## Section: New Results

### Communication avoiding algorithms

Our group continues to work on algorithms for dense and sparse linear algebra operations that minimize communication. During this year we focused on communication avoiding iterative methods and designing algorithms for computing rank revealing and low rank approximations of dense and sparse matrices.

In [9], we discuss sparse matrix-matrix multiplication (or SpGEMM), which is an important operation for many algorithms in scientific computing. In our previous work we have identified lower bounds on communication for this operation, which is the limiting factor of SpGEMM. Even though 3D (or 2.5D) algorithms have been proposed and theoretically analyzed in the flat MPI model on Erdos–Renyi matrices, those algorithms had not been implemented in practice and their complexities had not been analyzed for the general case. In this work, we present the first implementation of the 3D SpGEMM formulation that exploits multiple (intranode and internode) levels of parallelism, achieving significant speedups over the state-of-the-art publicly available codes at all levels of concurrencies. We extensively evaluate our implementation and identify bottlenecks that should be subject to further research.
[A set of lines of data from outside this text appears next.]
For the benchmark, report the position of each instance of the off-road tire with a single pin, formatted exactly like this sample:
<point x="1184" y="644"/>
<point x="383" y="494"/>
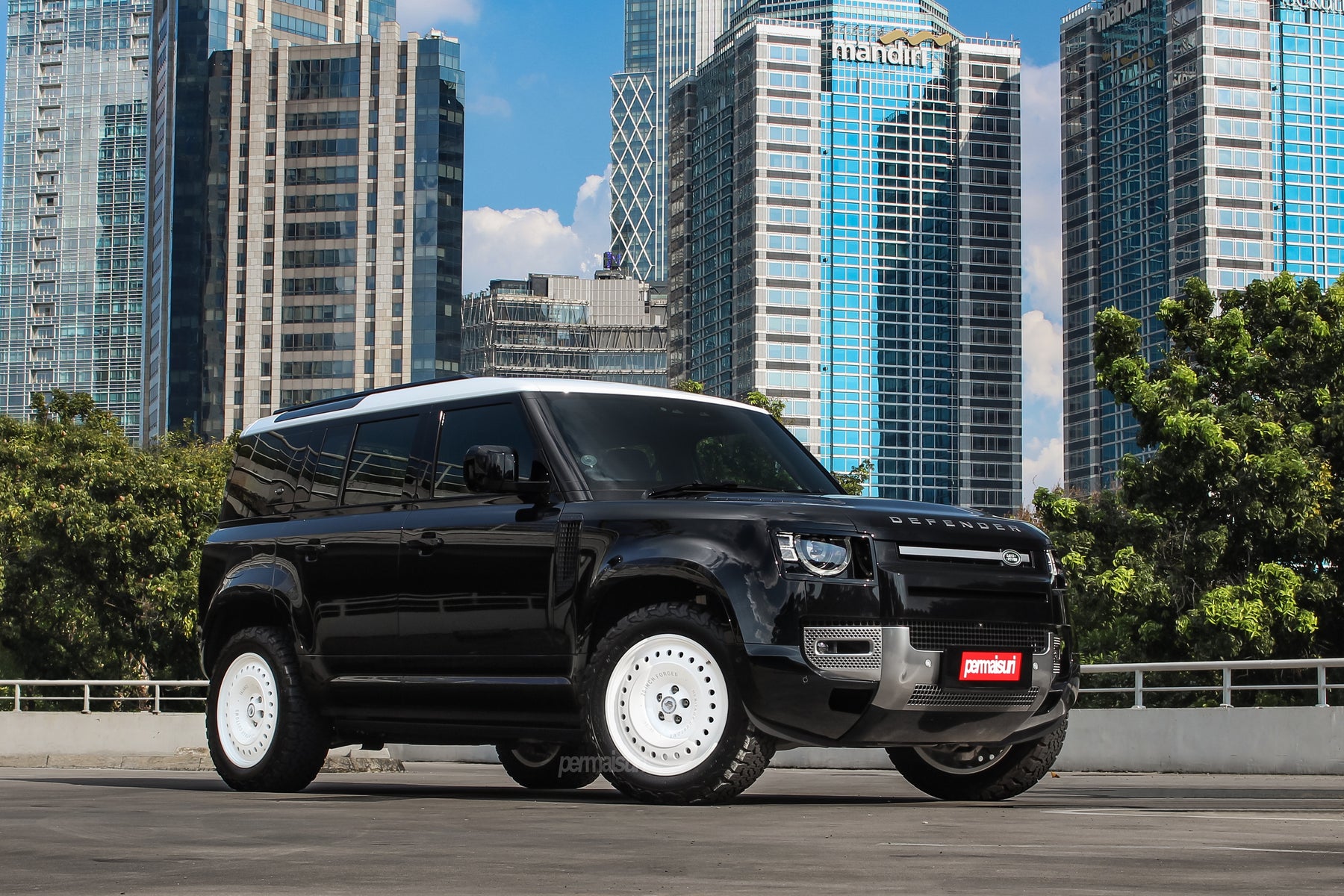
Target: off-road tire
<point x="295" y="753"/>
<point x="535" y="766"/>
<point x="1016" y="773"/>
<point x="742" y="753"/>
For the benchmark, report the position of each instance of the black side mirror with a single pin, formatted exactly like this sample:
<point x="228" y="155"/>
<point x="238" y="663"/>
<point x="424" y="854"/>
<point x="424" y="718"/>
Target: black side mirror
<point x="490" y="467"/>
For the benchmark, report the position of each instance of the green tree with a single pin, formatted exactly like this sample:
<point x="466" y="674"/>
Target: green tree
<point x="766" y="403"/>
<point x="853" y="481"/>
<point x="1225" y="539"/>
<point x="100" y="543"/>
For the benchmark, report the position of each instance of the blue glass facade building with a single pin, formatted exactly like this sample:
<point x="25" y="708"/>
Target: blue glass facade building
<point x="844" y="193"/>
<point x="1201" y="139"/>
<point x="72" y="207"/>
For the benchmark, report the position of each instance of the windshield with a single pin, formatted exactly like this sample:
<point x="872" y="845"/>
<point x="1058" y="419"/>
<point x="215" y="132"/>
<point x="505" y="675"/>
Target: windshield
<point x="635" y="442"/>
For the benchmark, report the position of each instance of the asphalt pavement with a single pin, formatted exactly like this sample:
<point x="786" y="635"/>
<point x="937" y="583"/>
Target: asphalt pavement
<point x="467" y="829"/>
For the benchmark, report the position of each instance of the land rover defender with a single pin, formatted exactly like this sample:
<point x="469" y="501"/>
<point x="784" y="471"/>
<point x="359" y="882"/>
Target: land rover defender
<point x="659" y="588"/>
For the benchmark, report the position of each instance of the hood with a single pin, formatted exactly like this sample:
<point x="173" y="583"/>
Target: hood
<point x="893" y="520"/>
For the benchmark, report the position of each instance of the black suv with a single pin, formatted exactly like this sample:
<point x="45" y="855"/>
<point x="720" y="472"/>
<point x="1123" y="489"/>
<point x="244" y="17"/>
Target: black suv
<point x="653" y="586"/>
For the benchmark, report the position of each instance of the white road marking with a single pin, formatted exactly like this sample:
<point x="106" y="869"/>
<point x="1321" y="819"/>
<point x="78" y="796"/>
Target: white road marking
<point x="1239" y="815"/>
<point x="1092" y="850"/>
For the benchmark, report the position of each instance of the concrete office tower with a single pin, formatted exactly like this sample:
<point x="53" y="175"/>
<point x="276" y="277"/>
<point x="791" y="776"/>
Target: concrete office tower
<point x="663" y="40"/>
<point x="73" y="203"/>
<point x="608" y="328"/>
<point x="332" y="222"/>
<point x="846" y="235"/>
<point x="186" y="33"/>
<point x="1201" y="139"/>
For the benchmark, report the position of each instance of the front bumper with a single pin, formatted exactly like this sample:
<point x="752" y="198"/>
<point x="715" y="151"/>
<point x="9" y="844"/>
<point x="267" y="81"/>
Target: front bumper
<point x="893" y="694"/>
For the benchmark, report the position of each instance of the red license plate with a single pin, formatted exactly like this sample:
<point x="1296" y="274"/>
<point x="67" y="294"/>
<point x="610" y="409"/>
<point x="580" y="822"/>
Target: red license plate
<point x="991" y="665"/>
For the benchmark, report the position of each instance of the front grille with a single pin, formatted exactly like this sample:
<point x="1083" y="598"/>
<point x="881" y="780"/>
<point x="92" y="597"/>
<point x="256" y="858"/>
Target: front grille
<point x="833" y="635"/>
<point x="1011" y="635"/>
<point x="936" y="696"/>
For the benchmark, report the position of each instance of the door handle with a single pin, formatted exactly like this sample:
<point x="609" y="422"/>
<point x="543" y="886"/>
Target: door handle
<point x="426" y="543"/>
<point x="309" y="550"/>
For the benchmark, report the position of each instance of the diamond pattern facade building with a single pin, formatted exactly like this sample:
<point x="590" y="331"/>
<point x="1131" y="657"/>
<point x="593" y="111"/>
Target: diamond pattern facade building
<point x="663" y="40"/>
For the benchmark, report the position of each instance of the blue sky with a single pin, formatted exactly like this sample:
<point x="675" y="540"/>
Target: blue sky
<point x="537" y="153"/>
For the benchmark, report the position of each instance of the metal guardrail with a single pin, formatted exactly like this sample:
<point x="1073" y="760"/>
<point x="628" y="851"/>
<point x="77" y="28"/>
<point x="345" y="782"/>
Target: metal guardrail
<point x="152" y="692"/>
<point x="1226" y="688"/>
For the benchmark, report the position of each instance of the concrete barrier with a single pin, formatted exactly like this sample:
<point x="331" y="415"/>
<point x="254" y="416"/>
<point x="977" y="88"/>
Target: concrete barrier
<point x="1246" y="741"/>
<point x="1304" y="741"/>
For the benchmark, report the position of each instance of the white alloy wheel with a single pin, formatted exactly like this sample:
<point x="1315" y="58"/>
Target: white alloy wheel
<point x="667" y="704"/>
<point x="248" y="709"/>
<point x="962" y="759"/>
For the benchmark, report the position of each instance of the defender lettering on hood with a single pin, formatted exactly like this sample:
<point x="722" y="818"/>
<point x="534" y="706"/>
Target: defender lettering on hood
<point x="956" y="524"/>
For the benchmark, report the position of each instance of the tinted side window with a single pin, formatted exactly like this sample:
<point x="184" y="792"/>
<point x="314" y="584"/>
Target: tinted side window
<point x="379" y="460"/>
<point x="242" y="492"/>
<point x="329" y="465"/>
<point x="270" y="473"/>
<point x="467" y="426"/>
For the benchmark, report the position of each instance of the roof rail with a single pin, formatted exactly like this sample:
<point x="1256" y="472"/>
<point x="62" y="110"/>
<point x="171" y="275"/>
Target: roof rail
<point x="355" y="398"/>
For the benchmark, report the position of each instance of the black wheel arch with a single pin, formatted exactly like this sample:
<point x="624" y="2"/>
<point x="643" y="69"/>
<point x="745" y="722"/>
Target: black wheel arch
<point x="234" y="610"/>
<point x="633" y="586"/>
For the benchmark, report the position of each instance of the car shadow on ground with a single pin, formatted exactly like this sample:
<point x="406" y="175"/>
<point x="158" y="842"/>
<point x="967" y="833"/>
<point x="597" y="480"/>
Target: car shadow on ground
<point x="327" y="790"/>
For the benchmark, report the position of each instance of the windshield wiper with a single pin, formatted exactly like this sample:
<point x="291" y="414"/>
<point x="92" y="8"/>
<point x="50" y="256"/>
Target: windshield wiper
<point x="687" y="488"/>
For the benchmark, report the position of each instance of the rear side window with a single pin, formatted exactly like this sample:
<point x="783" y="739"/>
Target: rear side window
<point x="468" y="426"/>
<point x="329" y="467"/>
<point x="379" y="460"/>
<point x="272" y="473"/>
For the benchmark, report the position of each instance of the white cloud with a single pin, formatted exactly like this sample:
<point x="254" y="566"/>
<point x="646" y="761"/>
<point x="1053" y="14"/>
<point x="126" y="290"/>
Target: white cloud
<point x="1042" y="358"/>
<point x="1041" y="167"/>
<point x="423" y="15"/>
<point x="1042" y="467"/>
<point x="515" y="242"/>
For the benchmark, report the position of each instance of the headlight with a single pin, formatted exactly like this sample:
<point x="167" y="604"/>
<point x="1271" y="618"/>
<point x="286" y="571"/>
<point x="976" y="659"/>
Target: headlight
<point x="820" y="555"/>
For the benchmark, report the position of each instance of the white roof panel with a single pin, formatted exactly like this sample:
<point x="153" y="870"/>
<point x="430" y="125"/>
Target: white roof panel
<point x="479" y="388"/>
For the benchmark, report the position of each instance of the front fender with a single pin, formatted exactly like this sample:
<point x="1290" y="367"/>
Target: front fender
<point x="735" y="566"/>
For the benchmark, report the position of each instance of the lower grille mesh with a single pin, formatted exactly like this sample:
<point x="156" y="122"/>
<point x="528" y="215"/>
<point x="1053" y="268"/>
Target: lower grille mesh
<point x="815" y="635"/>
<point x="936" y="696"/>
<point x="1014" y="635"/>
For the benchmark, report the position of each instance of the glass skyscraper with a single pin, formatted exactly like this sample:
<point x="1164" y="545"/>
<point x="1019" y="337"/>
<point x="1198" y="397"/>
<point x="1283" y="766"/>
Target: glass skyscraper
<point x="179" y="368"/>
<point x="1201" y="139"/>
<point x="72" y="211"/>
<point x="846" y="235"/>
<point x="663" y="40"/>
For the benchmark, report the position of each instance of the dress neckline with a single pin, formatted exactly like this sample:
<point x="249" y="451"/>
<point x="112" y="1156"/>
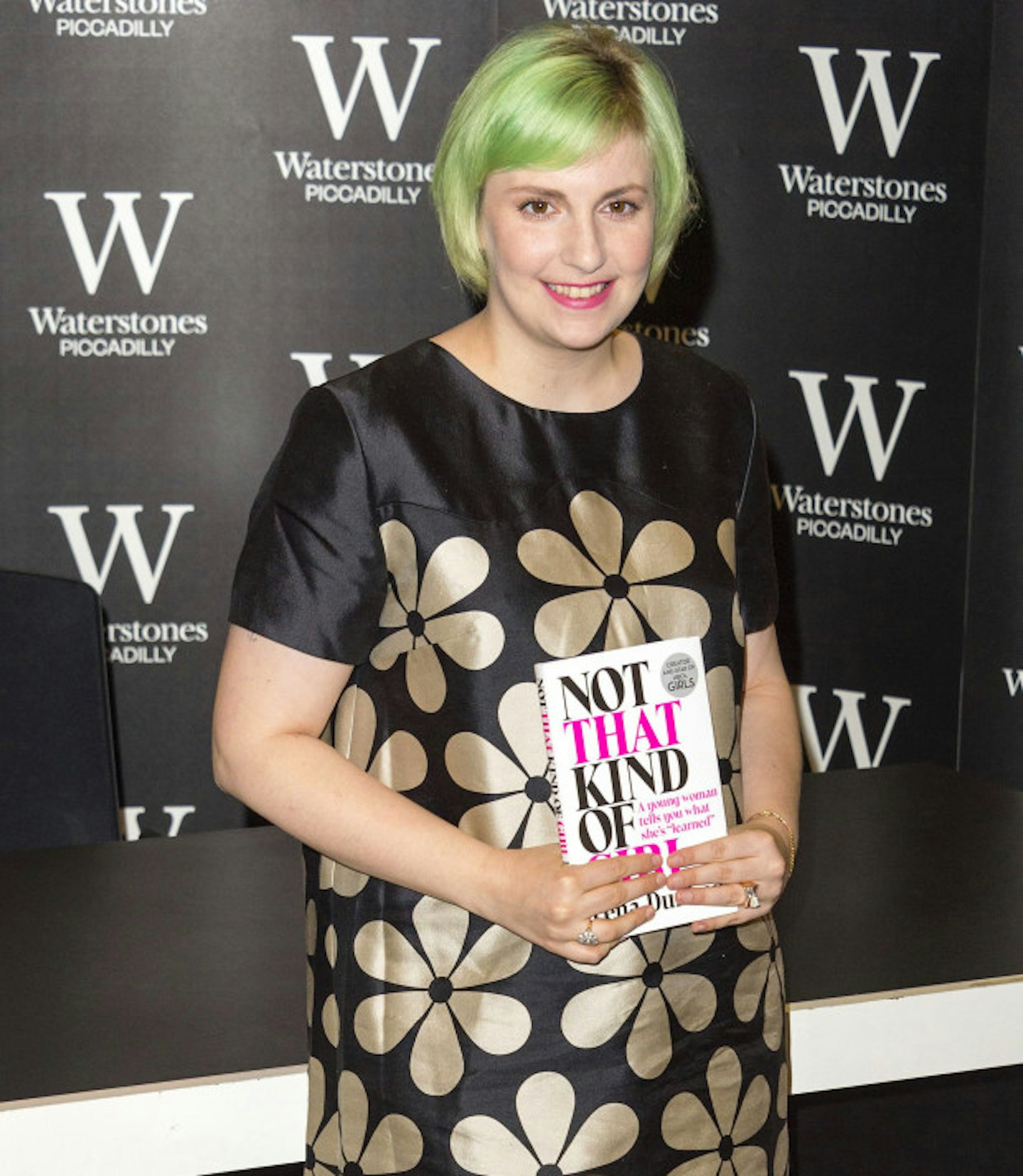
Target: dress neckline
<point x="470" y="374"/>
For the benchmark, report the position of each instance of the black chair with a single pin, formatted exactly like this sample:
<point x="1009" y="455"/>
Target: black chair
<point x="58" y="773"/>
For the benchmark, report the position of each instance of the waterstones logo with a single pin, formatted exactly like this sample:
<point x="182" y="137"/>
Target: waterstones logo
<point x="314" y="364"/>
<point x="671" y="333"/>
<point x="361" y="181"/>
<point x="870" y="198"/>
<point x="848" y="727"/>
<point x="122" y="334"/>
<point x="662" y="23"/>
<point x="133" y="815"/>
<point x="132" y="643"/>
<point x="150" y="19"/>
<point x="859" y="519"/>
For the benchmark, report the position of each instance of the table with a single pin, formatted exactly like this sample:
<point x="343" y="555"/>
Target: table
<point x="153" y="991"/>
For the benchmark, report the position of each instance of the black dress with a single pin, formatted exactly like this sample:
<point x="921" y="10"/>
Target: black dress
<point x="443" y="539"/>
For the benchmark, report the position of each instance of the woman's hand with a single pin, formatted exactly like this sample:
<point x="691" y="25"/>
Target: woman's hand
<point x="549" y="903"/>
<point x="718" y="873"/>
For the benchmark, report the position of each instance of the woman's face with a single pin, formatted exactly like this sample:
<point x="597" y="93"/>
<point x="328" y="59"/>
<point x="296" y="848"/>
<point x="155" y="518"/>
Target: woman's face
<point x="568" y="249"/>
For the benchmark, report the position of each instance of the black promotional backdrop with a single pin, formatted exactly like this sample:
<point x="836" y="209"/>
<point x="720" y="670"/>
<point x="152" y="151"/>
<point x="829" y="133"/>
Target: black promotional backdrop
<point x="210" y="205"/>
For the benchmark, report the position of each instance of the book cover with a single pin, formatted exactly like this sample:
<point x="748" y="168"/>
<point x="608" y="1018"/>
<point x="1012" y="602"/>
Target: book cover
<point x="632" y="758"/>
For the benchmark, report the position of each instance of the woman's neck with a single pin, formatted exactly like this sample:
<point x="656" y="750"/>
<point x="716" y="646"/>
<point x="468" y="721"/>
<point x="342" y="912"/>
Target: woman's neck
<point x="558" y="378"/>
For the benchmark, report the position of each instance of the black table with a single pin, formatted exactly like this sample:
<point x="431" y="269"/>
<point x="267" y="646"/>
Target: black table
<point x="153" y="991"/>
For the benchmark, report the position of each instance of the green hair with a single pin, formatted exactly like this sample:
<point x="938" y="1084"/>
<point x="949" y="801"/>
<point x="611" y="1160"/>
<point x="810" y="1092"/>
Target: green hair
<point x="547" y="98"/>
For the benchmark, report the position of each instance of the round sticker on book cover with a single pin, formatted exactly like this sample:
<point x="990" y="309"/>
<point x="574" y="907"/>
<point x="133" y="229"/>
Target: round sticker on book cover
<point x="680" y="675"/>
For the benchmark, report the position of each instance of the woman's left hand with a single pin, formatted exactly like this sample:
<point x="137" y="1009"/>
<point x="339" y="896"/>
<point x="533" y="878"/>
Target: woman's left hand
<point x="718" y="874"/>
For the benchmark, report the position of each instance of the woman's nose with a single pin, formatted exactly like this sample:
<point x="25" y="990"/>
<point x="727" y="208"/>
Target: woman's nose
<point x="583" y="247"/>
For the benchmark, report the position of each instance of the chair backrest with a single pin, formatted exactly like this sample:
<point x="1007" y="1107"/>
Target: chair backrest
<point x="58" y="773"/>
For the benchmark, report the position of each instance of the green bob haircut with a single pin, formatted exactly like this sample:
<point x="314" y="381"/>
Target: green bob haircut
<point x="548" y="98"/>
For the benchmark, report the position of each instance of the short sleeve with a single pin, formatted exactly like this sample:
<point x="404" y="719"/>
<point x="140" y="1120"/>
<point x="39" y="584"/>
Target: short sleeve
<point x="755" y="557"/>
<point x="312" y="573"/>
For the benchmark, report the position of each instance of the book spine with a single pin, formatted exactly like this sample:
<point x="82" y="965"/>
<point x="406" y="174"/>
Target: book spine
<point x="552" y="772"/>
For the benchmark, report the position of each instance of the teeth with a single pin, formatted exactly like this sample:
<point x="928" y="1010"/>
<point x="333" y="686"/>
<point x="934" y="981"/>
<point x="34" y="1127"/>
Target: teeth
<point x="579" y="292"/>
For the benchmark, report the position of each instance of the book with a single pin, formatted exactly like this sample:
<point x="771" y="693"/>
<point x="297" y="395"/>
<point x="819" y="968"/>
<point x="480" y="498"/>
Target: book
<point x="632" y="758"/>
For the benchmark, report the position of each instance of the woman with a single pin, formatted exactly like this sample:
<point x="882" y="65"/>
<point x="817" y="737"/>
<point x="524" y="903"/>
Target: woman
<point x="531" y="484"/>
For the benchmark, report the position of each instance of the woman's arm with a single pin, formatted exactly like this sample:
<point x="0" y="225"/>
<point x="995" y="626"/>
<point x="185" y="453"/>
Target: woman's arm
<point x="273" y="702"/>
<point x="760" y="851"/>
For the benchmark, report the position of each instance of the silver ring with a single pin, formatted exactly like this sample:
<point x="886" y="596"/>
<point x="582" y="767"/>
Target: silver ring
<point x="587" y="937"/>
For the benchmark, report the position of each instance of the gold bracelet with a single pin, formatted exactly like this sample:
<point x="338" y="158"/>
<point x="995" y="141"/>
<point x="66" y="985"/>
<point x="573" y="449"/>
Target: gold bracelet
<point x="787" y="827"/>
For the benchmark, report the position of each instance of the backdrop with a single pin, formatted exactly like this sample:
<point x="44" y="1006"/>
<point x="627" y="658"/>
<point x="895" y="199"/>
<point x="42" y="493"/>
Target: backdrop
<point x="210" y="205"/>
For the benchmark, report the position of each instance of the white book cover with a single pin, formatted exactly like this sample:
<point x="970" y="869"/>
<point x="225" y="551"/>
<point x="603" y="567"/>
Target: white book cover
<point x="633" y="760"/>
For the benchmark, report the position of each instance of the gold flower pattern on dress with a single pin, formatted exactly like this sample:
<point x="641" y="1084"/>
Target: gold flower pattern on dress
<point x="722" y="1138"/>
<point x="419" y="614"/>
<point x="546" y="1106"/>
<point x="394" y="1147"/>
<point x="438" y="991"/>
<point x="612" y="586"/>
<point x="726" y="545"/>
<point x="648" y="980"/>
<point x="400" y="762"/>
<point x="522" y="812"/>
<point x="762" y="980"/>
<point x="726" y="717"/>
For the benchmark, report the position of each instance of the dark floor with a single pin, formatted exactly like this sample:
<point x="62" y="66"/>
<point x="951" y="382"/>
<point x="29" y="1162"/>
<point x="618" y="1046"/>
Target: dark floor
<point x="933" y="1127"/>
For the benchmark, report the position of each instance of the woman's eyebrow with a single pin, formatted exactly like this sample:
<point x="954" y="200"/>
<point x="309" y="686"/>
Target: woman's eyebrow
<point x="556" y="195"/>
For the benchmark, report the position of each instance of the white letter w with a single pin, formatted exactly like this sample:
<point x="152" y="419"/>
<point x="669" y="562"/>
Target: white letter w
<point x="371" y="62"/>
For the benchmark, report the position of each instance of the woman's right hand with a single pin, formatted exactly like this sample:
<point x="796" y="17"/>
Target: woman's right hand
<point x="538" y="896"/>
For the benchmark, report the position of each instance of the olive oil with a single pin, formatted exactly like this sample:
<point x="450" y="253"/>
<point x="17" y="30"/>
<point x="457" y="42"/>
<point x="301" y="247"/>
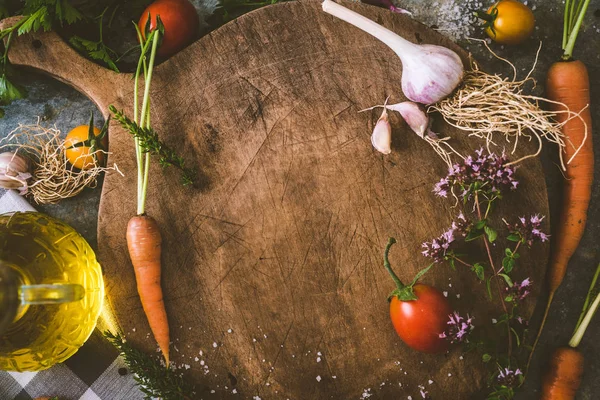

In [10] we discuss algorithms that not only aim at minimizing communication, but they also aim at reducing the number of writes to secondary storage. Most of the prior work does not distinguish between loads and stores, i.e., between reads and writes to a particular memory unit. But in fact there are some current and emerging nonvolatile memory technologies (NVM) where writes can be much more expensive (in time and energy) than reads. NVM technologies are being considered for scientific applications on extreme scale computers and for cluster computing platforms, in addition to commodity computers.

This motivates us to first refine prior work on communication lower bounds of algorithms which did not distinguish between loads and
stores to derive new lower bounds on writes to different levels of a memory hierarchy. When these
new lower bounds on writes are asymptotically smaller than the
previous bounds on the total number of loads and stores, we ask
whether there are algorithms that attain them. We call such
algorithms, that both minimize the total number of loads and stores
(i.e., are CA), and also do asymptotically fewer writes than reads,
*write-avoiding (WA)*. In this paper, we identify several classes
of problems where either sequential or parallel WA algorithms exist,
or provably cannot.

In [7] we introduce a new approach for reducing communication in Krylov subspace methods that consists of enlarging the Krylov subspace by a maximum of $t$ vectors per iteration, based on the domain decomposition of the graph of $A$.We show in this paper that the enlarged Krylov projection subspace methods lead to faster convergence in terms of iterations and parallelizable algorithms with less communication, with respect to Krylov methods.

In this paper we focus on Conjugate Gradient (CG), a Krylov projection method for symmetric (Hermitian) positive definite matrices. We discuss two new versions of Conjugate Gradient. The first method, multiple search direction with orthogonalization CG (MSDO-CG), is an adapted version of MSD-CG with the A-orthonormalization of the search directions to obtain a projection method that guarentees convergence at least as fast as CG. The second projection method that we propose here, long recurrence enlarged CG (LRE-CG), is similar to GMRES in that we build an orthonormal basis for the enlarged Krylov subspace rather than finding search directions. Then, we use the whole basis to update the solution and the residual. We compare the convergence behavior of both methods using different A-orthonormalization and orthonormalization methods and then we compare the most stable versions with CG and other related methods. Both methods converge faster than CG in terms of iterations, but LRE-CG converges faster than MSDO-CG since it uses the whole basis to update the solution rather than only $t$ search directions. And the more subdomains are introduced or the larger $t$ is, the faster is the convergence of both methods with respect to CG in terms of iterations. For example, for $t=64$ the MSDO-CG and LRE-CG methods converge in $75\%$ up to 98 less iteration with respect to CG for the different test matrices.

In [12] we present an algorithm for computing a low rank approximation of a sparse matrix based on a truncated LU factorization with column and row permutations. We present various approaches for determining the column and row permutations that show a trade-off between speed versus deterministic/probabilistic accuracy. We show that if the permutations are chosen by using tournament pivoting based on QR factorization, then the obtained truncated LU factorization with column/row tournament pivoting, LU_CRTP, satisfies bounds on the singular values which have similarities with the ones obtained by a communication avoiding rank revealing QR factorization. Experiments on challenging matrices show that LU_CRTP provides a good low rank approximation of the input matrix and it is less expensive than the rank revealing QR factorization in terms of computational and memory usage costs, while also minimizing the communication cost. We also compare the computational complexity of our algorithm with randomized algorithms and show that for sparse matrices and high enough but still modest accuracies, our approach is faster.